The researchers found the finding by studying the X-ray data of the Chandra Observatory and optical information from Gemini (Hawaii) and the Palomar Observatory (California).
An unusual source was named LGGS J004527.30 + 413254.3 (J0045 + 41), when they noticed it in pictures of M31 (Andromeda). Earlier it was believed that J0045 + 41 is located inside a spiral galaxy, distant from us by 2.5 million light years. But the analysis shows that the couple is suspended from us for 2.6 billion light years, and therefore does not live in the galaxy.
Even more surprising, J0045 + 41 seems to hold a pair of giant black holes located on a close orbital path. The total mass is about 200 million times the solar one. Prior to this, periodic changes from J0045 + 41 have forced scientists to assume that this is a stellar pair at intervals of 80 days.
But Chandra's review changed the classification. Most likely, we have a binary system with a neutron star or a black hole pulling material from a nearby star, or at least one supermassive black hole is present. On the version with two black holes hinted data Gemini.
Then the researchers added information from the Palomar Observatory and identified several periods, including about 80 and 320 days. Their ratio leads to the dynamics of two large black holes that rotate around each other.
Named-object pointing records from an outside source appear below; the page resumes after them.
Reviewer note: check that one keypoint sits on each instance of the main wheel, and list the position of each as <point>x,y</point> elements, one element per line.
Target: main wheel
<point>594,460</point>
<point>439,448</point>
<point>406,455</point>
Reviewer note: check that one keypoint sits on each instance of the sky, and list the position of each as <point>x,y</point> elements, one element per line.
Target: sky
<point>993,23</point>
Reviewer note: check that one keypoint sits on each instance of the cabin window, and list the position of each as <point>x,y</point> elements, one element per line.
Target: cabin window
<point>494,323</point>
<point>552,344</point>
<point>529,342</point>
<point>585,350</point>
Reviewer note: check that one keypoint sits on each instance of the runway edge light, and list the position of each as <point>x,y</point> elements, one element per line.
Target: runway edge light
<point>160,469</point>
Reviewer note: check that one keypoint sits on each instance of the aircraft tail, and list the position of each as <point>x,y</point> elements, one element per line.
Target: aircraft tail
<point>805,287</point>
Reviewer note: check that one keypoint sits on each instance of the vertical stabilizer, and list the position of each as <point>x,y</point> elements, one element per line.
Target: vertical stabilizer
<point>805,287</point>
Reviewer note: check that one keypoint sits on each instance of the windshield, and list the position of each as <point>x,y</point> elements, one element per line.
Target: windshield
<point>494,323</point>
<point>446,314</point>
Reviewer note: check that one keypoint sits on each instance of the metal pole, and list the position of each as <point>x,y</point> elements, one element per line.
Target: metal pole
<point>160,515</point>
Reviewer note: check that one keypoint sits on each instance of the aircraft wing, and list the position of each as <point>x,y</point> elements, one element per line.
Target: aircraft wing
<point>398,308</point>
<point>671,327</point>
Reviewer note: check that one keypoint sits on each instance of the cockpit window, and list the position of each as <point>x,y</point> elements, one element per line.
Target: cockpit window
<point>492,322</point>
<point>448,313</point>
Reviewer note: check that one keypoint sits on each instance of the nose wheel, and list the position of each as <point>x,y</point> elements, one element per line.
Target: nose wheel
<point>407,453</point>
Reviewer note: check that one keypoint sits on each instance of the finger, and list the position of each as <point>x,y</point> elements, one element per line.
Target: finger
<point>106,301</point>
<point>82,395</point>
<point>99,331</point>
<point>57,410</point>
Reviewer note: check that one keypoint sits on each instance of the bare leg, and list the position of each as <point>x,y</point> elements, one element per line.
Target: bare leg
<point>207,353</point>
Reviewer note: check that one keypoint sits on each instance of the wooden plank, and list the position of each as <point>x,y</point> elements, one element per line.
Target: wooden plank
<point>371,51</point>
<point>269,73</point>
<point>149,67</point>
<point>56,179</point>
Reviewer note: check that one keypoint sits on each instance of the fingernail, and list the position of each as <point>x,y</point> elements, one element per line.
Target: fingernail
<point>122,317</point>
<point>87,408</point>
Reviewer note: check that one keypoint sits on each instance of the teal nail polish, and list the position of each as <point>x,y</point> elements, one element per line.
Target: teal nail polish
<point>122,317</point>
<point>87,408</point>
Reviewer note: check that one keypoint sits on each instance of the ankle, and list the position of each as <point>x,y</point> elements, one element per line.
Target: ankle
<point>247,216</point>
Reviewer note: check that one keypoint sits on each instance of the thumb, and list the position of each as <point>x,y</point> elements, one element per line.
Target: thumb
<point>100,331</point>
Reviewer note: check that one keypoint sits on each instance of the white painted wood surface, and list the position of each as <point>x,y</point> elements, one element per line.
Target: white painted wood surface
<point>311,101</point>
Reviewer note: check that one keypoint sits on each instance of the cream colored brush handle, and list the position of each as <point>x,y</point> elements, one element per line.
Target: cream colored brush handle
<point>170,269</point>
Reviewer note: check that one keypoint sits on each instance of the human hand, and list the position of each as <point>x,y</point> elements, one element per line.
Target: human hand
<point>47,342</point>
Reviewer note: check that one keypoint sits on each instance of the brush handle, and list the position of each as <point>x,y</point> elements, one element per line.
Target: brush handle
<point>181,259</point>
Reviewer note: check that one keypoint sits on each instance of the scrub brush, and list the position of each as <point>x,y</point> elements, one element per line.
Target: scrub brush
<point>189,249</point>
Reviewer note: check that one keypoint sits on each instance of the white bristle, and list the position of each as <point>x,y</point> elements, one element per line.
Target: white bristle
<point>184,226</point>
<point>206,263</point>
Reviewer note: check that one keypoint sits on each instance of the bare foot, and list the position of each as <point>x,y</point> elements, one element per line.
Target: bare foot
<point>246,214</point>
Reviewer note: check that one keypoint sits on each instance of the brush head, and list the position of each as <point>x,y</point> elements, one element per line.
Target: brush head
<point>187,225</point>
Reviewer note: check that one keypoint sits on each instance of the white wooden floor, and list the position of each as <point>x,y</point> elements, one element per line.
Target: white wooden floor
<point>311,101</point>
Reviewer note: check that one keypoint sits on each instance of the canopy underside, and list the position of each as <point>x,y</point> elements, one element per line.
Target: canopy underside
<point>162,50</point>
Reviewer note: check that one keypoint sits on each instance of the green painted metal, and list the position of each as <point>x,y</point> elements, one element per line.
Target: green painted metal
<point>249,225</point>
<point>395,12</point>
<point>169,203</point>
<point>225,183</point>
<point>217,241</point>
There is an assumption that black holes intersect each other at a distance of the Earth-Sun distance every several hundred times. A similar system could have been formed after the merger (billions of years ago) of two galaxies, each of which had a supermassive black hole.
It is impossible to find out the mass of each, but they must merge in 350 years or 360,000 years. If this is really a black hole merger event, then they will emit gravitational waves. But this signal is not available LIGO and Virgo, because they are able to capture signals from objects that exceed the Sun by massiveness no more than 60 times. This problem can be solved by the Pulsar Time Array.